Le indennità di accompagnamento di cui beneficiano i disabili non possono essere considerate reddito, quindi non devono finire nell’Isee. Lo ha sancito il Consiglio di Stato dopo il ricorso del governo contro i disabili che protestavano per i nuovi parametri. Bonanno (Stop Nuovo Isee): “Il governo sta facendo danni, limitando l’accesso ai servizi essenziali”.

Il Consiglio di Stato si esprime sul nuovo Isee

L’intento ufficiale del governo con l’approvazione del nuovo Isee, entrato in vigore il 1 gennaio 2015 era quello “di rendere il sistema più equo, a partire dalla veridicità delle dichiarazioni”, come affermato dal ministro Giuliano Poletti.
La misura ha avuto invece come effetto l’indignazione collettiva, a partire da chi, come i disabili, si sono visti privare dell’accesso a prestazioni agevolate per effetto dei nuovi calcoli che includono nel conteggio finale dell’Isee anche i trattamenti indennitari percepiti, tra cui l’indennità di accompagnamento.

La contestazione della disposizione del governo è finita nelle aule dei Tribunali.

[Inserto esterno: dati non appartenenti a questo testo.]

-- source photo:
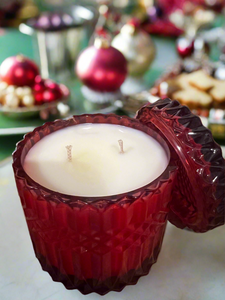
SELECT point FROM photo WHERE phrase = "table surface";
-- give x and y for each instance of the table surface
(14, 42)
(190, 266)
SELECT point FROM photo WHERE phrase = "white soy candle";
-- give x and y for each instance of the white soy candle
(95, 160)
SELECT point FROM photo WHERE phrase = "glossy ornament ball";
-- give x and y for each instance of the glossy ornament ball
(137, 47)
(102, 67)
(19, 71)
(185, 47)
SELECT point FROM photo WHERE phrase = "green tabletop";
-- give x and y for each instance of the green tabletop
(14, 42)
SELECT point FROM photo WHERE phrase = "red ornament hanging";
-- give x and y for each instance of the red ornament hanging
(19, 71)
(101, 67)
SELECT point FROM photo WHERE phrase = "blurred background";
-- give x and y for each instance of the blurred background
(110, 56)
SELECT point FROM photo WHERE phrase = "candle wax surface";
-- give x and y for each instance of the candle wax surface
(97, 167)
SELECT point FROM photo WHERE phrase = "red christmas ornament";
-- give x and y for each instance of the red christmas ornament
(18, 70)
(185, 47)
(53, 87)
(49, 96)
(102, 67)
(39, 99)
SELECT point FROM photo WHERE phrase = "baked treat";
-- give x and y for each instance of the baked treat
(201, 80)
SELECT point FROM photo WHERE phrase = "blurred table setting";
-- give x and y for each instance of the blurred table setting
(156, 38)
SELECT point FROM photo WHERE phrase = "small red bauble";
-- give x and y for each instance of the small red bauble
(54, 87)
(102, 67)
(185, 47)
(39, 87)
(39, 99)
(18, 70)
(49, 96)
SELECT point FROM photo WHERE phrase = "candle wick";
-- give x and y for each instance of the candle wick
(121, 146)
(69, 152)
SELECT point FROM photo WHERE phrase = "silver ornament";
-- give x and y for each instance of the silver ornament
(137, 47)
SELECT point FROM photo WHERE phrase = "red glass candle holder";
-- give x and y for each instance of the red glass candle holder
(95, 244)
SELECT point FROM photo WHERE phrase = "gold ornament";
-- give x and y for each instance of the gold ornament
(137, 47)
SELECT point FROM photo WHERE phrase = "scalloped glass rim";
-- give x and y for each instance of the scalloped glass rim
(19, 155)
(37, 108)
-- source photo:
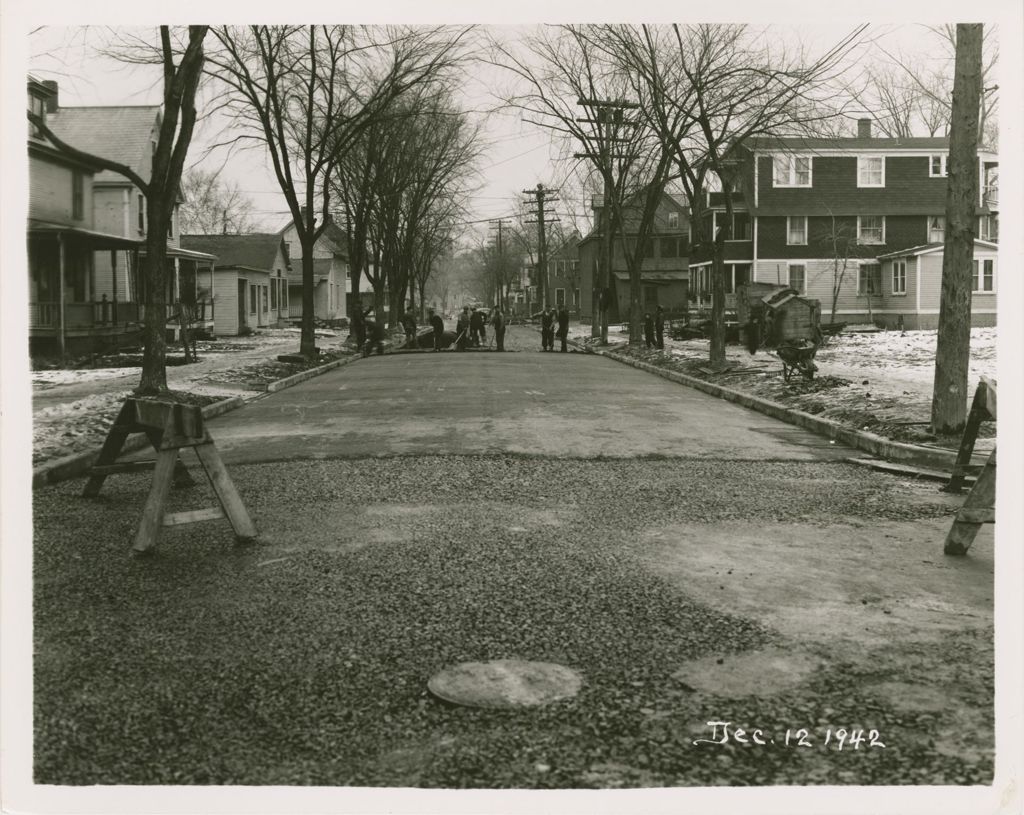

Le famiglie dei disabili, supportate da “Coordinamento disabili Isee No Grazie“, guidata da Chiara Bonanno, hanno presentato ricorso al Tar del Lazio chiedendo l’annullamento nel conteggio come reddito di qualunque contributo ricevuto dagli invalidi e l’abolizione del tetto per le spese sanitarie detraibili dall’Isee, invocando la consapevolezza che “l’invalido deve essere considerato autonomamente senza unire il suo reddito a quello della famiglia di cui fa parte”, come ha spiegato l’avvocato che ha curato il ricorso, Liliana Farronato.

Il governo ha risposto per le rime, facendo appello al Consiglio di Stato, in una sentenza che però ha espresso un responso favorevole per le famiglie con disabilità, ribadendo quanto già sostenuto dal Tar del Lazio. “La prima sentenza del Tar – ricorda Chiara Bonanno – era infatti immediatamente esecutiva, ma per due anni il governo ha continuato ad applicare un Isee palesemente ingiusto, che ha creato ingiustizie, gravi danni e perfino morti. Perché chiedere a famiglie allo stremo di compartecipare alle spese dell’assistenza significa colpire con forza chi forza non ha. Chi ha fatto questa legge ha creato gravi danni economici, ma sopratutto alla dignità di queste persone”.